We often hear about Nazis to whom Argentina gave refuge, but not Jews. It is Politically Inconvenient. None of this is to deny that Mussolini, Franco and Perón were also bad. But ancient historians had no difficulty in grasping that bad rulers could also do good. To the ancients, many rulers, perhaps most, were both. The ancients wisely saw this as the ruler’s perennial condition; tragedy even. By comparison, modern historians have declined into infantilism.
We might, however, be witnessing the faint stirrings of a return to the ancients. Mr Farrell’s book is one such stirring. In France recently I bought a copy of a new book on the strength of its title — Historiquement Correct (Perrin), by Jean Sévillia, an editor of Figaro magazine. It is a bracing look at French education’s and French politicians’ leftish way with history.
The book is a compendium of Politically Inconvenient information. M. Sévillia has the Spanish Inquisition as condemning relatively few to burning at the auto-da-fé. He has many Jews as being convinced of Dreyfus’s guilt, and speculates that had he not been the victim, Dreyfus himself — being unpleasant and an extreme nationalist — would have been anti-Dreyfusard, which may not be the point but is amusing. He has the Algerian nationalists committing many more, and many worse, atrocities than the French colonial army during the Algerian war. He has de Gaulle causing far more deaths by giving Algeria independence precipitately; the triumphant nationalists massacring many relatively humble Algerians who had worked for the colonial government He has the Spanish conquerors ending far more torture and murder among the natives of Mexico and Peru than they inflicted on them. 

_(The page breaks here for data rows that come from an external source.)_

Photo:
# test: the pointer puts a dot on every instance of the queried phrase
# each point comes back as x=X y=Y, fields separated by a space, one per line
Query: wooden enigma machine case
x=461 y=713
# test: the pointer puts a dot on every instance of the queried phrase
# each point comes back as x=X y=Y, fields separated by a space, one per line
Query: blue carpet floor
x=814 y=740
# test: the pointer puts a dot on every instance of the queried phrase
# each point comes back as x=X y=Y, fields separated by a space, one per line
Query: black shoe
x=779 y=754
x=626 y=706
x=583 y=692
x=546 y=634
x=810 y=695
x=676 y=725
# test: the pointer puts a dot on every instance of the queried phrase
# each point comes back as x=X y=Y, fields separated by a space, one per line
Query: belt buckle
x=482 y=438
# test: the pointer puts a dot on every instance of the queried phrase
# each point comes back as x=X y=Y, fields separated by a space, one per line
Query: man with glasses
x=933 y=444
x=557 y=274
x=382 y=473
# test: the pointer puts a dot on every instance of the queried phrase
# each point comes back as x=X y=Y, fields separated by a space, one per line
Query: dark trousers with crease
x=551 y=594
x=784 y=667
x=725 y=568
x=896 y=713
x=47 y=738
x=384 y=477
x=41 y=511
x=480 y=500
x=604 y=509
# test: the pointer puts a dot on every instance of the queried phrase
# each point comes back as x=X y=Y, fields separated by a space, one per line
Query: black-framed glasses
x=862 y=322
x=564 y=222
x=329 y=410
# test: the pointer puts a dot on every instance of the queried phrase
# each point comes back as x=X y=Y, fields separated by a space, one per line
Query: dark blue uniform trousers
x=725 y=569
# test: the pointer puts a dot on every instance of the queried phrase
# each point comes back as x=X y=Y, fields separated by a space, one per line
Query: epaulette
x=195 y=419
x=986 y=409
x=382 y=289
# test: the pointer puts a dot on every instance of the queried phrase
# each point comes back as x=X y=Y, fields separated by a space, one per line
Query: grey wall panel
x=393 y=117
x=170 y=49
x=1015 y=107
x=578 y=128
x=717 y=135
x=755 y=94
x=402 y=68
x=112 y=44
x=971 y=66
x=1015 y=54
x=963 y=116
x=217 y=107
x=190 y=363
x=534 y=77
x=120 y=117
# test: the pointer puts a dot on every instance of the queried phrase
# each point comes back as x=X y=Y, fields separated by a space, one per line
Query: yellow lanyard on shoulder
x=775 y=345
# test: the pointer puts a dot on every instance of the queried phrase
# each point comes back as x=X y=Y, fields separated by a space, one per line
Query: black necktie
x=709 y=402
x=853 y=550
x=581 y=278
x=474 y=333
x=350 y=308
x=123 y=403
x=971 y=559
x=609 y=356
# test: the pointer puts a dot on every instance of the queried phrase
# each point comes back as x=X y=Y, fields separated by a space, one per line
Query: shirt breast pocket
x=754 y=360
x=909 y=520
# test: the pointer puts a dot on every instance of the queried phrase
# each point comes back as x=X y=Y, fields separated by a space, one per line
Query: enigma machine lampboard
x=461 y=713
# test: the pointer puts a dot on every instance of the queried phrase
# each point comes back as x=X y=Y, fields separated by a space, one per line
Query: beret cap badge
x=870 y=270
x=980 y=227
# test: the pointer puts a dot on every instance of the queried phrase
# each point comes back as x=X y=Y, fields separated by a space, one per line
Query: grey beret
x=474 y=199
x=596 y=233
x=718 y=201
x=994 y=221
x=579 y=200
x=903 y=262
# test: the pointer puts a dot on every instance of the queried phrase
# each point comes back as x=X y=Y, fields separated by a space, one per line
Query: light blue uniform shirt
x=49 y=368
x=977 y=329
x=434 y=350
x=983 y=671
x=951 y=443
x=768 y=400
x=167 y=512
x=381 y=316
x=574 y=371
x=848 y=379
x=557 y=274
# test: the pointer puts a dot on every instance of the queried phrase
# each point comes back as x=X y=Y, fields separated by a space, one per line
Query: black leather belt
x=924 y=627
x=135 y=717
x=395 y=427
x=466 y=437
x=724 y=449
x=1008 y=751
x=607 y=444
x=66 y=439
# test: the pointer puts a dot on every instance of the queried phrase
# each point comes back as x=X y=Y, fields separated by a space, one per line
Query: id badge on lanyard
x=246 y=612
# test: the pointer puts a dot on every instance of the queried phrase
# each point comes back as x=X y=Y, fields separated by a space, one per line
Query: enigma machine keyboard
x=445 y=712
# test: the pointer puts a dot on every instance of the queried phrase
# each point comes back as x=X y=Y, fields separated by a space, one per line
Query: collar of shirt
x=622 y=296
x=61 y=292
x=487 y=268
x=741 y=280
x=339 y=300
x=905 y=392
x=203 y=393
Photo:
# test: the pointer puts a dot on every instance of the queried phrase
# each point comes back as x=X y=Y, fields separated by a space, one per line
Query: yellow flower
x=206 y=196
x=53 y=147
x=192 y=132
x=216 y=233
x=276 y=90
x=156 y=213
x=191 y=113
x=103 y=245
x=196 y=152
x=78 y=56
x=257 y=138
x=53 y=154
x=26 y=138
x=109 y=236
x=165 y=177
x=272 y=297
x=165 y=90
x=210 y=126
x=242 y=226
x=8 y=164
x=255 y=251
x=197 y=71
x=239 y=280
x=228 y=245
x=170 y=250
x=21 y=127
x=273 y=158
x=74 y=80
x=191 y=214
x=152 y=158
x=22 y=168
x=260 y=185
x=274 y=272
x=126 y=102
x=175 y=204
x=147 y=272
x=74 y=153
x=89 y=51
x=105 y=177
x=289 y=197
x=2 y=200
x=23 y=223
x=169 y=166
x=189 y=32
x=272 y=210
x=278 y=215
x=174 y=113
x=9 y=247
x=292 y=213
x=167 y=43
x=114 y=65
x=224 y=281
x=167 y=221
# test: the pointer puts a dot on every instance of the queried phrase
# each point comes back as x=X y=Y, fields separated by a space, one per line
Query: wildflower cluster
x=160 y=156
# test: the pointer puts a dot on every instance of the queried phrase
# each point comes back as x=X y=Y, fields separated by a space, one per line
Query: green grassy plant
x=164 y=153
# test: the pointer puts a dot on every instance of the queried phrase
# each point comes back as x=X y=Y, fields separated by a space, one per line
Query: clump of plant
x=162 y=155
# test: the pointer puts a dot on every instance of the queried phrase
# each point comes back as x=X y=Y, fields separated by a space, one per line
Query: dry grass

Most mischievously, M. Sévillia has Pétain presiding over the saving of Jews, too. Like Mussolini, he passed anti-Semitic laws; but in the German shadow. Many French Jews were deported to their deaths. But many were saved. Pétain and his regime have long been held responsible for those who perished. M. Sévillia now raises a taboo subject: should not Pétain and his regime be held responsible for those who were saved? ‘Paradoxically,’ he writes, ‘neither Pétain, who made no speech accusing the Jews, nor Laval, was especially anti-Semitic.’
He adds that ‘Vichyite anti-Semitism contains all kinds of exceptions.’ During the notorious French police round-up of Parisian Jews in 1942, he says, certain policemen allowed so many Jews to escape that fewer than a half of those in Paris were seized. In Nancy, the police issued so many false papers that only 32 of the city’s 350 Jews were arrested.
M. Sévillia has a quotation from the French historian of the Occupation, Henri Amouroux — whom the French Left disapproves of — which could serve as the motto for the new school of Politically Inconvenient history for which some of us hope: ‘Il existe une relativité dans le mal.’
On the subject of France, after writing my last piece here, I was mortified to discover, too late, that I had spelt de Gaulle’s adversary Giraud as ‘Guiraud’, despite an almost lifelong interest in the subject. I can only plead as shoplifters do on these occasions: I don’t know what came over me.
This confession is voluntary. I awaited the mocking readers’ letters. None came. This may say something about this magazine’s readers or about how many of them read me. Eventually, a card arrived from a French friend in Paris; a gentle correction. 
But it serves Giraud right. When Roosevelt forced de Gaulle to have a meeting with his rival, Giraud made a point of addressing the general as Gaulle. But it is also said that de Gaulle greeted Edward Heath — during the first abortive Common Market negotiations — with: ‘Bonjour, M. Maudling.’